"Around 7-ish, you think you can?"
An email I got yesterday evening before leaving work. I knew I "could" but was worried that I might not be in the best mindset for it. Been in the middle of some seriously painful stuff the past few weeks and all my treading water and reminding myself that, "this too shall pass" has worn me out, left me deflated and last night....like I didn't care if I did sink. Heartbroken. Just feels like I've been hit with one thing after another and just when I feel like I'm coming up for air....hit again. Tired, last night I felt so damn tired. Not tired as in I worked too hard and by body was worn out, no this is a soul and spirit crushing kind of tired that makes even feeling too much to bear.

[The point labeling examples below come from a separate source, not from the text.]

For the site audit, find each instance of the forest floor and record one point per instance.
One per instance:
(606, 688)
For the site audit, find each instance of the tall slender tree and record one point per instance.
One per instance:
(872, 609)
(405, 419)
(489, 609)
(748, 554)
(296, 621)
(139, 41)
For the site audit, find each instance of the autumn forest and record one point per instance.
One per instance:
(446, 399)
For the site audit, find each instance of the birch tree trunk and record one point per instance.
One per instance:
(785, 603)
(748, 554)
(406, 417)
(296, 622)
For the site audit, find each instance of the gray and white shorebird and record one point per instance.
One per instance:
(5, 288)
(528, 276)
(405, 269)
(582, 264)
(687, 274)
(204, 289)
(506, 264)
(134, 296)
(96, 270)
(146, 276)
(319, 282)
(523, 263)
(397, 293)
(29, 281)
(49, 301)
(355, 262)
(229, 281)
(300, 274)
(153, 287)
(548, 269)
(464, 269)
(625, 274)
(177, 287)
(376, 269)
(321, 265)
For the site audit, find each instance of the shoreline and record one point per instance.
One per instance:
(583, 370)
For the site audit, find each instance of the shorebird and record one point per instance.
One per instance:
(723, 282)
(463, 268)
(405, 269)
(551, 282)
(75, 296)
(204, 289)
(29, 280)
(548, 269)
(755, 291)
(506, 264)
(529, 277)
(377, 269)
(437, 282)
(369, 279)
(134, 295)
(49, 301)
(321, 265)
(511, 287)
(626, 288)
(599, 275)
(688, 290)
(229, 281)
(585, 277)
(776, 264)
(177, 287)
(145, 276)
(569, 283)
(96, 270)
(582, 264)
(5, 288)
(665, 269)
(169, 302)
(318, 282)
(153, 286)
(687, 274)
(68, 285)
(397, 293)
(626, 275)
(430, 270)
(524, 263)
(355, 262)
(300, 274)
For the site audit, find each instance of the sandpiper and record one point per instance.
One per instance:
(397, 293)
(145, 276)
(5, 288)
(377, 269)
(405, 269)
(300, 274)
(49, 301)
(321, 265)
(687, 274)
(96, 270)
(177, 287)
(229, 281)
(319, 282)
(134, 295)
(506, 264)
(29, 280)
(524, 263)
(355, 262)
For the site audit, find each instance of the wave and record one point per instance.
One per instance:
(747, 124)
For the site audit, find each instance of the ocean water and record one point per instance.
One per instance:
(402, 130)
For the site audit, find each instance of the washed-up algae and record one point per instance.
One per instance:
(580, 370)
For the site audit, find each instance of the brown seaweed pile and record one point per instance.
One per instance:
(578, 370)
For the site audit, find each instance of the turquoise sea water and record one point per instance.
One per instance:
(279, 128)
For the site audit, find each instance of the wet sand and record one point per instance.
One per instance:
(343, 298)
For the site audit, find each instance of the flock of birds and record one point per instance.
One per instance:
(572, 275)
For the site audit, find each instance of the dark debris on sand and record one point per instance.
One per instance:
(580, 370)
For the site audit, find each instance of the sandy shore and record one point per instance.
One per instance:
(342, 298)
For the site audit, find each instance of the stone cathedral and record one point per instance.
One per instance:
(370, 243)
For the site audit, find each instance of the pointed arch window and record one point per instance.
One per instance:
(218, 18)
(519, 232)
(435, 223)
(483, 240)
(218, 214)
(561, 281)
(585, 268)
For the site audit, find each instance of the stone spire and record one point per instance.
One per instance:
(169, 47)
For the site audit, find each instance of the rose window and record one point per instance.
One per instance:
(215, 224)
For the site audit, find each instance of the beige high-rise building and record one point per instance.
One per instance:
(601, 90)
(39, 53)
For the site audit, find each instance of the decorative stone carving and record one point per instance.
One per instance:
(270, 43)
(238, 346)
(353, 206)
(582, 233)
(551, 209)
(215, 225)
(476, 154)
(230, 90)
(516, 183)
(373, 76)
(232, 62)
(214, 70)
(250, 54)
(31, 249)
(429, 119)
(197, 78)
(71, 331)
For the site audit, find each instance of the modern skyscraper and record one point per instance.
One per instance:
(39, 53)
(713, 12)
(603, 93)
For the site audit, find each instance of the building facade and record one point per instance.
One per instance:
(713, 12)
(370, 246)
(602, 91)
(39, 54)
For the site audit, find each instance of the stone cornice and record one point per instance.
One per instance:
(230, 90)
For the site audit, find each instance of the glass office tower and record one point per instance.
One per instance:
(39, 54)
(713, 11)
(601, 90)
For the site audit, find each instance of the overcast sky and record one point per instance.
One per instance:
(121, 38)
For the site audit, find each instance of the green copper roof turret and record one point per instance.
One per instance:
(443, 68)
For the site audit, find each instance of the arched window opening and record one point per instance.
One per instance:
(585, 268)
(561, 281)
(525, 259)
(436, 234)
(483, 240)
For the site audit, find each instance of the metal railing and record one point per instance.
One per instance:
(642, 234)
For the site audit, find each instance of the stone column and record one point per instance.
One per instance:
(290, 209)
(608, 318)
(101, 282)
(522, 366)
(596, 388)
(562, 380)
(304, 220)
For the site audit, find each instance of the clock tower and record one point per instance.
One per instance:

Hate that. Hate feeling like I can't fight my way through anything. I know I will, it's not fear that has been weighing heavy on me, just kinda wishing that whoever is in control of these things would ease up on me a bit...just long enough for me to get my sea legs and feel strong enough to take on the next wave. Yeah, so it aint all Champagne and Burgundy for this wine slinger right now, last night wasn't even Pabst and Rombauer Chardonnay but, well someone needed me and something about that gave me a little blast of "Yes. Yes I can"
To the rescue....
My wee boyfriend and his wee-er brother. I was needed to babysit, something I have not really done in some 20 years and was a bit nervous about....poop, there could be poop and crying, gross. I didn't feel like I was up to it, like I had enough "grin and bear it" but....turns out spending the night playing with trains, stuffed dogs and watching a 2 year old dance to the same song, over and over again, well it goes a long way in helping to fill a recently emptied heart.
So while not completely recovered I am getting by with a little help from my friends.
Just saw this before leaving for work this morning, another friend and much needed lovins'. Thanks Charlie.